情報の混乱と、競争の激しい時代には、多くの人の精神に負担がかかります。精神疾患の増加は、世界的にみられています。
今回は、統合失調症の治療に関するニューイングランドジャーナルオブメディシン(薬の治験結果では、世界の最高峰の権威ある雑誌)を紹介します。
抗精神病薬は、50年来使われてきた第一世代の抗神経病薬
(ブチロフェノン系: ハロペリドール ピパンペロン スピペロン フェノチアジン系: アセプロマジン クロルプロマジン フルフェナジン レボメプロマジン プロペリシアジン ペルフェナジンなどが代表薬)
が長く続きました。しかし、錐体外路症状など、不快な副作用はつきまといました。1993年から多数の抗薬が世にでました。今は、こちらが主流になっています。今回は、これらの薬の効果を比較しました。
従来薬のペルフェナジン日本では1959年より販売。 第一世代薬の代表は、有効性からハロペリドールで、世界で最も使われていたが、錐体外路症状も強いことから、今回は、このペルフェナジンを比較薬に用いた。
米国における新薬4種の発売時期
1993年リスパダール(リスペリドン 日本は、1996年4月)
1996年ジプレキサ(オランザピン 日本は、2001年6月)
1997年セロクエル(クエアチピン 日本は、2001年2月)
2002年アビリファイ(日本は、2006年1月)
リーバーマンJA、らにより、57の米国の地域から、合計1493人の統合失調症を対象に、薬剤比較試験が行われました。
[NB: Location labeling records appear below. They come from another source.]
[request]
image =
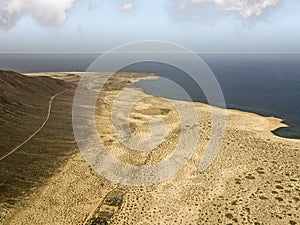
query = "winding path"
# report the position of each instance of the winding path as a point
(39, 129)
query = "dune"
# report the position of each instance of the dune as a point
(253, 180)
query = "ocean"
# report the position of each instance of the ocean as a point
(267, 84)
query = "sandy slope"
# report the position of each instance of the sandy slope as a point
(255, 178)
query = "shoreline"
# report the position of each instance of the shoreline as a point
(252, 163)
(153, 76)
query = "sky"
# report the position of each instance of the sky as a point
(204, 26)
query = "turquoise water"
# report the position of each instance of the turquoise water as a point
(265, 84)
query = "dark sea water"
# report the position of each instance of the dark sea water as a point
(265, 84)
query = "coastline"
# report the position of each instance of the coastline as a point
(252, 163)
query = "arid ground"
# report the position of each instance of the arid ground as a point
(255, 178)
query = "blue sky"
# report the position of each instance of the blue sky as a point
(204, 26)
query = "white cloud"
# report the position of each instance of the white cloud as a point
(244, 8)
(46, 12)
(127, 6)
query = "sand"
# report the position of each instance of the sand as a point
(254, 179)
それぞれの薬剤別に、差がでないようにしました。治療対象は、統合失調症の症状の続いている人たちで、平均年齢は、40歳です。過去になんらかの神経関連薬を服用したのは、平均24年前、何らかの抗神経病薬を服用したのは、平均14年前でした。
男性が、7割、白人6割、黒人3.5.割、既婚者1割でした。
又、割り当てられた薬で副作用があった人や、症状が改善しない場合には、他剤の追加は許可しました。
重症になり、目的薬の継続が不可能と主治医が判断した人は、対象から除いています。
論文は、以下です。http://www.nejm.org/doi/full/10.1056/NEJMoa051688
N Engl J med. 2005;353の(12):1209-23
N Engl J med. 2005;353の(12):1209-23
背景:50年前から使われている第一世代の抗精神病薬(ペルフェナジン)と、1993年以後に発売された第2世代の抗神経病薬を二重盲検試験で比較しました。
二重盲検試験とは、患者も医師も飲んでいる薬の内容がわからない状態で投薬を行い、効果判定に主観を入れないようにして、薬の効果を評価する方法です。無作為割付けとは、どの薬を飲むかを抽選(作為のない方法)で決めます。こうした方法による薬効評価は、日本では、ほとんどやられていません。
方法:オランザピン(7.5~30mg/日)、ペルフェナジン(8~32mg/日)、クエチアピン(200~800mg/日)、リスペリドン(1.5~6.0mg/日)を最高18ヵ月間の治療を無作為割付けされました。 後に、FDAがジプラシドン(40~160mg/日)を許可して、治療薬枠に含みました。結果: 18ヵ月の間に、続けて薬を飲み続けることができた人はどの薬剤でも、平均、1/4程度でした。中断してしまった人は、オランザピン64パーセント、ペルフェナジン75パーセントでした。長く服用できた人は、オランザピン・グループでした。
オランザピンは体重増加、そして、ペルフェナジンは錐体外路症状がおきてしまうことが、中断と関係していました。
結論: 各々の薬剤群に含まれる患者は、いろいろな理由で、かなりの人が割り当てられた薬剤をつづけることができませんでした。薬の効果に関しては、薬剤間で、大きな違いがありませんでした。従来の抗精神病薬ペルフェナジンと、新薬の、クエチアピン、リスペリドンとジプラシドンの効果は、類似していました。PMID: 16172203
元々、副作用が個々の人で多様であることから、こうした治験の計画自体が、とても難しいということでしょう。
この研究の解釈は難しいですが、新薬は、従来薬よりはるかに有効とはならないまでも、副作用が少なく、従来薬と同様の効果が出た事は評価できるのかもしれません。
統合失調症は、ひとりひとり脳内環境の違いがあるので、個々の人で、薬剤の微妙な調整を必要とする治療であると、改めて確認したと言えるでしょう。